In der ersten Halbzeit liess der Real-Coach mit einer Sechserkette im Mittelfeld spielen. Einzig die Verteidiger Sergio Ramos und Nacho sicherten ab.

Dieses Muster hatte auch nach dem Wechsel bestand. Doch Zidane beorderte Ronaldo, der davor eine hängende Spitze war, ganz nach vorne neben Karim Benzema. Im Mittelfeld tauschte er Flügelspieler Gareth Bale gegen Asensio.

Real gab die Aussen fortan auf, kam dafür umso kompakter über die Mitte. Der Plan ging auf. Ancelotti hatte keine Antwort darauf.
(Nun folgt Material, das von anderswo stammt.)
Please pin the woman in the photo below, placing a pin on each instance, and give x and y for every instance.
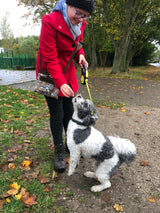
(60, 32)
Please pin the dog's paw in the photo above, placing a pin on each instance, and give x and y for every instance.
(70, 173)
(96, 189)
(99, 188)
(90, 174)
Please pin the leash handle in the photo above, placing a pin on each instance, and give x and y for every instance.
(84, 75)
(84, 79)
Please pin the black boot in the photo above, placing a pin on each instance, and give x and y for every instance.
(59, 158)
(66, 147)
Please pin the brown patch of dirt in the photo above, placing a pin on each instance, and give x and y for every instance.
(134, 184)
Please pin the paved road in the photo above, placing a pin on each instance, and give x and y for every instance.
(133, 92)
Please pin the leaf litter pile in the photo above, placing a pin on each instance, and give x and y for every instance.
(28, 182)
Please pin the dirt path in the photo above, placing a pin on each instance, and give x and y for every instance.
(133, 185)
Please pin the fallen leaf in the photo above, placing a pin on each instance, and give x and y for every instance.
(15, 149)
(67, 160)
(4, 167)
(46, 189)
(11, 166)
(1, 204)
(129, 115)
(8, 200)
(118, 208)
(147, 113)
(44, 180)
(144, 163)
(19, 133)
(30, 201)
(14, 188)
(18, 197)
(152, 199)
(26, 163)
(27, 198)
(54, 175)
(11, 159)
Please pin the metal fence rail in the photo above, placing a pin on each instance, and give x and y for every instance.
(8, 61)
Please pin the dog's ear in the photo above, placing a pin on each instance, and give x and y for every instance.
(90, 119)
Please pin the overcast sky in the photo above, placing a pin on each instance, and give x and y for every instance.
(17, 23)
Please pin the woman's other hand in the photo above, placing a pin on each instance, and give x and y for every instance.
(82, 61)
(67, 90)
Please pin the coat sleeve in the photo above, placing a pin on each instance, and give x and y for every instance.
(48, 51)
(80, 38)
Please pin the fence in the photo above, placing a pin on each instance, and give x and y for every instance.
(9, 61)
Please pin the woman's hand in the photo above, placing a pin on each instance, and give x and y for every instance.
(67, 91)
(82, 61)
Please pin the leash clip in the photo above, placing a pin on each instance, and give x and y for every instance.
(84, 79)
(84, 75)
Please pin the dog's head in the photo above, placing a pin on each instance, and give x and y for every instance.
(84, 111)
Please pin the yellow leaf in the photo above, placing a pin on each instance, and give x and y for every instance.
(147, 113)
(26, 163)
(54, 175)
(14, 185)
(152, 199)
(18, 197)
(118, 208)
(11, 166)
(67, 160)
(8, 200)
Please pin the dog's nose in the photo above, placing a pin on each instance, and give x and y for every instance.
(79, 96)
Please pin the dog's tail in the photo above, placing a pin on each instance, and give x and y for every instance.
(125, 149)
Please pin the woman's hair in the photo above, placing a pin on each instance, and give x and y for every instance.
(86, 5)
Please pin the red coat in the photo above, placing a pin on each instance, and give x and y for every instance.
(56, 47)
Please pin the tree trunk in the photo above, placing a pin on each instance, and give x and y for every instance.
(120, 62)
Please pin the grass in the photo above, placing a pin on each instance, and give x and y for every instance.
(24, 114)
(141, 73)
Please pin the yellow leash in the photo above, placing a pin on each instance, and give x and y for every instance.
(88, 91)
(84, 79)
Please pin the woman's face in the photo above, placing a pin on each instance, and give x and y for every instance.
(77, 15)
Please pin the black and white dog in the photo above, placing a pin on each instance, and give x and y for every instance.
(83, 140)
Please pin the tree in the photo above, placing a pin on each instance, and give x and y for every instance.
(38, 8)
(6, 33)
(129, 23)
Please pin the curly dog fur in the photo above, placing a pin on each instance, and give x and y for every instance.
(83, 140)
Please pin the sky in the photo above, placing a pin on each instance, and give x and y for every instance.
(17, 23)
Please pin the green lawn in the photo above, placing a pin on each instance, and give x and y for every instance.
(24, 115)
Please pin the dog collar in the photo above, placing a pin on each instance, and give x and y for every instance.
(78, 122)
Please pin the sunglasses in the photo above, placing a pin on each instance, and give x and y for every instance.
(80, 16)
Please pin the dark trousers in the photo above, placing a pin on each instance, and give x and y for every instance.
(61, 111)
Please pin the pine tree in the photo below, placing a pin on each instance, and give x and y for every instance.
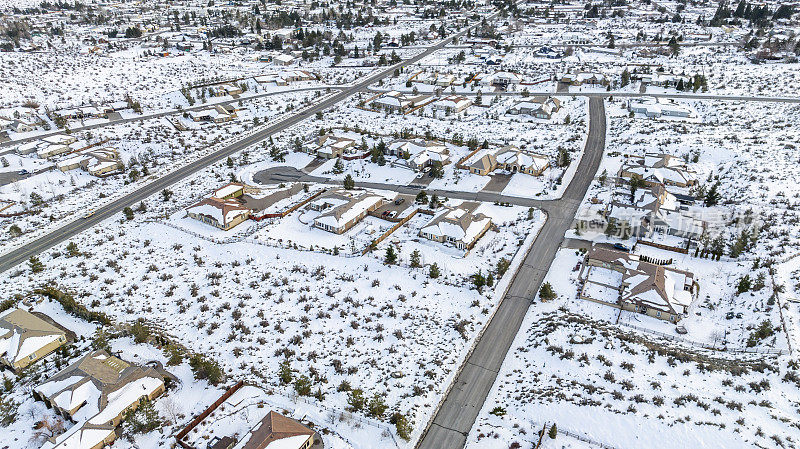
(391, 256)
(415, 259)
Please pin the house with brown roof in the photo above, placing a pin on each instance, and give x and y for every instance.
(511, 159)
(276, 431)
(628, 282)
(220, 213)
(344, 216)
(329, 146)
(96, 392)
(458, 227)
(26, 338)
(659, 168)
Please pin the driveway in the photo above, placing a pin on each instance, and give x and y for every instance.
(497, 182)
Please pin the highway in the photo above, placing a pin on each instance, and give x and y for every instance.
(456, 415)
(160, 114)
(466, 395)
(683, 96)
(18, 255)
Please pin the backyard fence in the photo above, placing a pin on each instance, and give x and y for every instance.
(775, 352)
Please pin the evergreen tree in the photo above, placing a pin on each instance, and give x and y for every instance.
(546, 293)
(391, 256)
(415, 259)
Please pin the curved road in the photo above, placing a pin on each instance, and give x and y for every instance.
(465, 396)
(19, 255)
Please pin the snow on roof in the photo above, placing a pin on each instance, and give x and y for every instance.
(457, 224)
(223, 211)
(85, 394)
(227, 190)
(341, 215)
(293, 442)
(79, 437)
(120, 400)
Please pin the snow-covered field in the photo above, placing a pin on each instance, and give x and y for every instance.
(612, 385)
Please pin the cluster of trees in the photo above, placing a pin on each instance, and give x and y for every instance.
(758, 15)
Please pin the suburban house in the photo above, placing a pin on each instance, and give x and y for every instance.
(653, 210)
(659, 168)
(453, 104)
(398, 102)
(26, 338)
(344, 216)
(329, 146)
(96, 391)
(283, 59)
(512, 159)
(458, 227)
(216, 114)
(584, 78)
(222, 90)
(51, 146)
(658, 107)
(625, 281)
(230, 190)
(539, 107)
(97, 162)
(276, 431)
(434, 79)
(419, 154)
(220, 213)
(501, 79)
(60, 139)
(660, 79)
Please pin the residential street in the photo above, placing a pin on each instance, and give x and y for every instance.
(466, 395)
(155, 115)
(450, 426)
(19, 255)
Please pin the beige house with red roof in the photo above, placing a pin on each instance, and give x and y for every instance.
(276, 431)
(628, 282)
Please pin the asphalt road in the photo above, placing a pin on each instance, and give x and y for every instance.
(156, 115)
(19, 255)
(687, 96)
(460, 408)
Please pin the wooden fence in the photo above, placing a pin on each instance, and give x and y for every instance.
(289, 210)
(182, 434)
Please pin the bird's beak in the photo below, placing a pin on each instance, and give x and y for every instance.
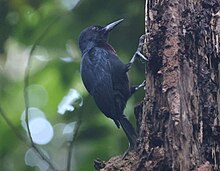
(110, 26)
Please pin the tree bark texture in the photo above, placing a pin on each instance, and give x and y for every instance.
(178, 122)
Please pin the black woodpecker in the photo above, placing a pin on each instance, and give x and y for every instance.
(105, 76)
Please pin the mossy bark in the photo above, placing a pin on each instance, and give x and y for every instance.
(178, 122)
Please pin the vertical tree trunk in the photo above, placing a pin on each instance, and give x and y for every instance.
(179, 121)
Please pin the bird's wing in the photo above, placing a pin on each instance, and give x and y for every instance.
(96, 76)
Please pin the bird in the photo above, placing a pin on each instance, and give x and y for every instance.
(105, 76)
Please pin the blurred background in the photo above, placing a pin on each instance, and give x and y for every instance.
(55, 79)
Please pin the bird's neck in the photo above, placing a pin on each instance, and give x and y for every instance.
(104, 45)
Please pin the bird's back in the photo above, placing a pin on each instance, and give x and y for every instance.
(105, 78)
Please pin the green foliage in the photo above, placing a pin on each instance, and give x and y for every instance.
(21, 24)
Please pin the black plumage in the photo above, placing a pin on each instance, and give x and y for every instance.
(105, 76)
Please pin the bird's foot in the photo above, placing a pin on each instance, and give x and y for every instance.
(143, 84)
(138, 53)
(130, 148)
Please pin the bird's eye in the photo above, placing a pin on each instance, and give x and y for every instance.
(95, 28)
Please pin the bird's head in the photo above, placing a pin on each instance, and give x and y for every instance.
(94, 35)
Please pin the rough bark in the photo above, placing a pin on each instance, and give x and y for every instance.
(178, 122)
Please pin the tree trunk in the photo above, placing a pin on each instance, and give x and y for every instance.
(178, 122)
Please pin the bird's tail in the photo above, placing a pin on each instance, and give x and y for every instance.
(129, 131)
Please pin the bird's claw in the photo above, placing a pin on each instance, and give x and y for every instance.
(140, 48)
(143, 84)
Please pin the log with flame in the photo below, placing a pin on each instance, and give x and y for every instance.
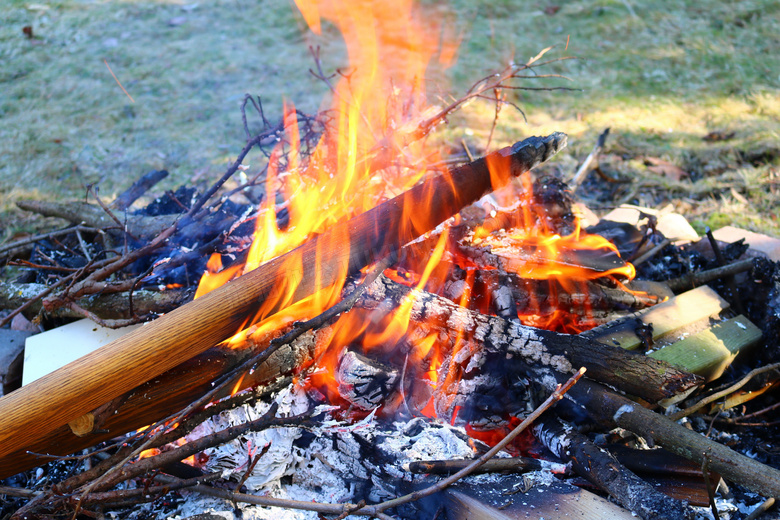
(83, 385)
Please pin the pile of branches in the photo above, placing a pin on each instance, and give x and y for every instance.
(110, 264)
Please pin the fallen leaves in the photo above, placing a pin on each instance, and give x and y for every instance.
(665, 168)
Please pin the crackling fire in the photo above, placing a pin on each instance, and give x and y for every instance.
(377, 109)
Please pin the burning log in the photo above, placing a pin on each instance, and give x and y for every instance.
(489, 335)
(103, 375)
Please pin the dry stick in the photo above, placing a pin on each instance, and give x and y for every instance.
(602, 469)
(556, 396)
(143, 466)
(647, 255)
(583, 170)
(318, 507)
(185, 427)
(250, 364)
(723, 393)
(731, 283)
(17, 244)
(705, 471)
(36, 298)
(143, 494)
(689, 281)
(102, 375)
(379, 509)
(139, 187)
(760, 510)
(513, 464)
(606, 406)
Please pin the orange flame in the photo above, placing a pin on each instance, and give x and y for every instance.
(378, 104)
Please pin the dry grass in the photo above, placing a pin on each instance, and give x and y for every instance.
(660, 74)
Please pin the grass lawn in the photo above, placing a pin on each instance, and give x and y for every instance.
(661, 75)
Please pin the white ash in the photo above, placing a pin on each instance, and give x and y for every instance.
(343, 462)
(232, 458)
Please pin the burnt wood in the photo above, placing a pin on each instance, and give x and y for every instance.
(32, 412)
(483, 335)
(603, 470)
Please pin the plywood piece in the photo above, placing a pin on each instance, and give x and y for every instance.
(678, 312)
(553, 501)
(711, 351)
(50, 350)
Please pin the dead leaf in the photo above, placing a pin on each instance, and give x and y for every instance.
(665, 168)
(713, 137)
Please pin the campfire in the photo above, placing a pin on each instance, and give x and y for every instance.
(364, 310)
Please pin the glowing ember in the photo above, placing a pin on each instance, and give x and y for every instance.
(373, 150)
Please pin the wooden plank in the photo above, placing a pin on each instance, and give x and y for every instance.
(32, 412)
(682, 310)
(711, 351)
Cristiano Ronaldo nicht zu halten

Das galt auch für die Bayern-Defensive gegen Ronaldo. Boateng waren mangelnde Spielpraxis und Spritzigkeit anzumerken. Und David Alaba konnte Martinez in der Abwehrmitte nicht gleichwertig ersetzen. Fatal, schliesslich trumpfte CR7 ganz gross auf.

Noch in der ersten Halbzeit war Ronaldo neben Müller der Spieler mit den wenigsten Ballkontakten (12). Mit dem 1:1 beendete der Portugiese eine Durststrecke von 659 Minuten ohne Tor in der Königsklasse.

Danach liess der 31-Jährige mit seinem zweiten Treffer sein insgesamt 100. Europapokal-Tor folgen. Kein Spieler hat in der Champions League häufiger gegen den FC Bayern getroffen - sechs Mal.

Thomas Müller ersetzt Robert Lewandowski nicht

Müller ist von solchen Erfolgen weit entfernt. "Es ist nicht seine Saison", sagte Kahn. Mehr noch: Die Bayern müssen sich eingestehen, dass sie in Robert Lewandowski nur einen Goalgetter haben.

Der Pole hat in dieser Spielzeit bereits 38 Pflichtspieltore erzielt, bei Müller sind es nur acht.

Der Nationalspieler konnte die Bälle weder festmachen, noch durch Laufwege Anspieloptionen schaffen. Weil er wieder viel für die Kollegen arbeitete, war das Zentrum oft nicht besetzt.

Den Bayern bleibt vor dem Rückspiel am Dienstag im Estadio Santiago Bernabéu nur die Hoffnung. Auch darauf, dass Lewandowski trotz Schulterblessur wieder spielen kann.